Меня прежде всего интересует негарантированность различия «совести» и совестиѰ, а именно то, что «совесть» в любой момент может обернуться совестьюѰ. Носитель того или другого, отдающий себе отчет в том, что он носитель того или другого, может не столько окончательно укорениться на территории «совести», сколько научиться жить под угрозой совестиѰ. Различие, которое я провожу – это не различие между подлинным и неподлинным, а скорее различие между «предположительно подлинным» и явной подделкойѰ. Заключенное в кавычки всегда может обернуться подобием.

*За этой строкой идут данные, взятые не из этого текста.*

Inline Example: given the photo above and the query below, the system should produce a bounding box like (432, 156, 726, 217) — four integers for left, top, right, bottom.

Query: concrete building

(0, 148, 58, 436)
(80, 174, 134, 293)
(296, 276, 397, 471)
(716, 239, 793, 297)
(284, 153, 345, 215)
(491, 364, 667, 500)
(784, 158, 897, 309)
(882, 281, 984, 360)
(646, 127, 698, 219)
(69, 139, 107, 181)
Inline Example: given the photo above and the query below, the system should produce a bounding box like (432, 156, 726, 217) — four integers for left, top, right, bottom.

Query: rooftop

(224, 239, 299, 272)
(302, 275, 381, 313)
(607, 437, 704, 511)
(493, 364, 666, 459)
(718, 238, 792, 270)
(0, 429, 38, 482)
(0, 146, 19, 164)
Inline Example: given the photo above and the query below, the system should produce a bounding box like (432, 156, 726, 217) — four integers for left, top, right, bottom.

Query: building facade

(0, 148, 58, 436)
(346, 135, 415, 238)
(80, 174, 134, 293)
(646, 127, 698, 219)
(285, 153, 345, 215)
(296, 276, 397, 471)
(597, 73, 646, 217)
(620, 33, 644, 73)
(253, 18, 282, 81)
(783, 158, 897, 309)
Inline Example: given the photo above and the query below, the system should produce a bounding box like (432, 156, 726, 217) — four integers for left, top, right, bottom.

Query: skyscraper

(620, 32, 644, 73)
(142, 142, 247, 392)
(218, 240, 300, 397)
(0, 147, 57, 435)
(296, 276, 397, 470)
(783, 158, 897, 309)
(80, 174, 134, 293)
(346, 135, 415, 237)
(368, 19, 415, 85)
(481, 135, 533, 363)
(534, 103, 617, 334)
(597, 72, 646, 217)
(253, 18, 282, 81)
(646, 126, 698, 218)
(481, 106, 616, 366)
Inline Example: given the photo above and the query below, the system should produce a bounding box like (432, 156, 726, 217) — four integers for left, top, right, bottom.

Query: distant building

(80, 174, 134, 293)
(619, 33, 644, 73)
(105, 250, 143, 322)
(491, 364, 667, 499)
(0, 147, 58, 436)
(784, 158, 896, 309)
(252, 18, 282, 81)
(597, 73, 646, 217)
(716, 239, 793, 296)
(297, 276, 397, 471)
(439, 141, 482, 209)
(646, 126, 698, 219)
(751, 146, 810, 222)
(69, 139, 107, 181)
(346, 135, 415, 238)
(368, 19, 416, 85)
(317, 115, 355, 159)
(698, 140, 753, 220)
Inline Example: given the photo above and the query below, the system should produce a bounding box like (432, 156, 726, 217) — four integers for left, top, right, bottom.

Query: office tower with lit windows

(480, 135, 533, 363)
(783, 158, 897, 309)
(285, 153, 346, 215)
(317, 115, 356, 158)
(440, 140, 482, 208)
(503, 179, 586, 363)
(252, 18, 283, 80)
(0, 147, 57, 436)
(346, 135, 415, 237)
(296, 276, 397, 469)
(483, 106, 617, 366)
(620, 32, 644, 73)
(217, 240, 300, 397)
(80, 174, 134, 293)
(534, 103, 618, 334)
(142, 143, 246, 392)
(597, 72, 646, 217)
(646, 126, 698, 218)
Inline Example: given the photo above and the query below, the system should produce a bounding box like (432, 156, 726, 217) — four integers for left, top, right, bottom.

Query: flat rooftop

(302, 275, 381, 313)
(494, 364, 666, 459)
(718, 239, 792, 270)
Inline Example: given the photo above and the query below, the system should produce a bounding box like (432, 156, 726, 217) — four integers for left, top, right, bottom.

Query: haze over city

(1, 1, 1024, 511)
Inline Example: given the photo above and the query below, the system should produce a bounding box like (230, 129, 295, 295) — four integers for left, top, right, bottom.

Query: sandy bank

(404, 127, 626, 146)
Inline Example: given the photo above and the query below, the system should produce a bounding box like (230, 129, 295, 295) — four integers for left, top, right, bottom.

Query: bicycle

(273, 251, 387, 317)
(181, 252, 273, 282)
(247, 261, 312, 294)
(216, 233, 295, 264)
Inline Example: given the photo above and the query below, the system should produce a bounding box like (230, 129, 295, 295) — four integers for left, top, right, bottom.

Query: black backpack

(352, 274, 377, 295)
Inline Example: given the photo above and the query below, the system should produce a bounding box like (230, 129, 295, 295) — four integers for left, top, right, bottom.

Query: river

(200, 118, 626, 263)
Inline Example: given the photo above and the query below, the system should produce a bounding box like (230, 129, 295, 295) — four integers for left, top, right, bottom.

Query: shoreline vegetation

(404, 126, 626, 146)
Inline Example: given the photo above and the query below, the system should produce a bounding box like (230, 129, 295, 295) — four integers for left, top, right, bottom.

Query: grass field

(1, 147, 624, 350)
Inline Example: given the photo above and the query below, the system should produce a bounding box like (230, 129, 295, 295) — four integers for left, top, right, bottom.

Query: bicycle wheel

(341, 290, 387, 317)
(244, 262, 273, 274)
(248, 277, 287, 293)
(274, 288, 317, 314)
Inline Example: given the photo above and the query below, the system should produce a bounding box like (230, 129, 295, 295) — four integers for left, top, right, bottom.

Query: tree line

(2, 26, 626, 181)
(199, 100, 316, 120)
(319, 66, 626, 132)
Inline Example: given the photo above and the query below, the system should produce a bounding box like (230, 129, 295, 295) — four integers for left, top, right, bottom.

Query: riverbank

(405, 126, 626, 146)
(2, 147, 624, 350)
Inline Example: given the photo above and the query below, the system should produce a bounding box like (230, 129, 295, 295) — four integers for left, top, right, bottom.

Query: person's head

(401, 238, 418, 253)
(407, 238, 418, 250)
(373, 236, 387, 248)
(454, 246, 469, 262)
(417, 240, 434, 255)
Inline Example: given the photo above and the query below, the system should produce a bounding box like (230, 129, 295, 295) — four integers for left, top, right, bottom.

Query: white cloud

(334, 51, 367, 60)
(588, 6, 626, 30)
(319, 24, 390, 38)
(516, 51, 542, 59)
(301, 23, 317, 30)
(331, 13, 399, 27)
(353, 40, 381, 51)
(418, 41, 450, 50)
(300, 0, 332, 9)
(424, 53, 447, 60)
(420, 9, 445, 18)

Можно задать такой способ выражения, что эта проблема, в принципе, не возникнет, например, говорить о: а) совести, «основанной на проживании», и б) «навязанной» совести, или об: а) «основанном на опыте», и б) «почерпнутом извне». Трудность здесь в следующем: навязанное как раз и претендует на то, что оно основано на «проживании»; почерпнутое извне успешно внедряется в форме «личного опыта». При этом сам способ говорить помещает нас в привилегированное положение проживающего, испытывающего на опыте: у нас есть эксклюзивные данные, ведь никто не наблюдал за нами «изнутри» скрупулезнее, чем мы сами. Но, как сказал классик: «Я не эксперт по собственной боли и не наблюдаю ее с чертовски (angelically) выгодной позиции; я – просто человек, испытывающий боль и говорящий, что это так» (Райл [1958] 2006, 88). Положение единственного в своем роде эксперта по самому себе чревато злоупотреблением. Здесь недостаточно привычки к самоанализу и принципа доверия себе, так как ничто не мешает им выстроиться в форме самоподтверждающего, самоподдерживающего самообмана. При этом такой способ выражения («основанное на проживании» против «навязанного») избавляет от необходимости ставить вопрос о совестиѰ, винеѰ и долгеѰ, да, по сути, и лишает такой возможности, поскольку интересующие меня феномены становятся невидны.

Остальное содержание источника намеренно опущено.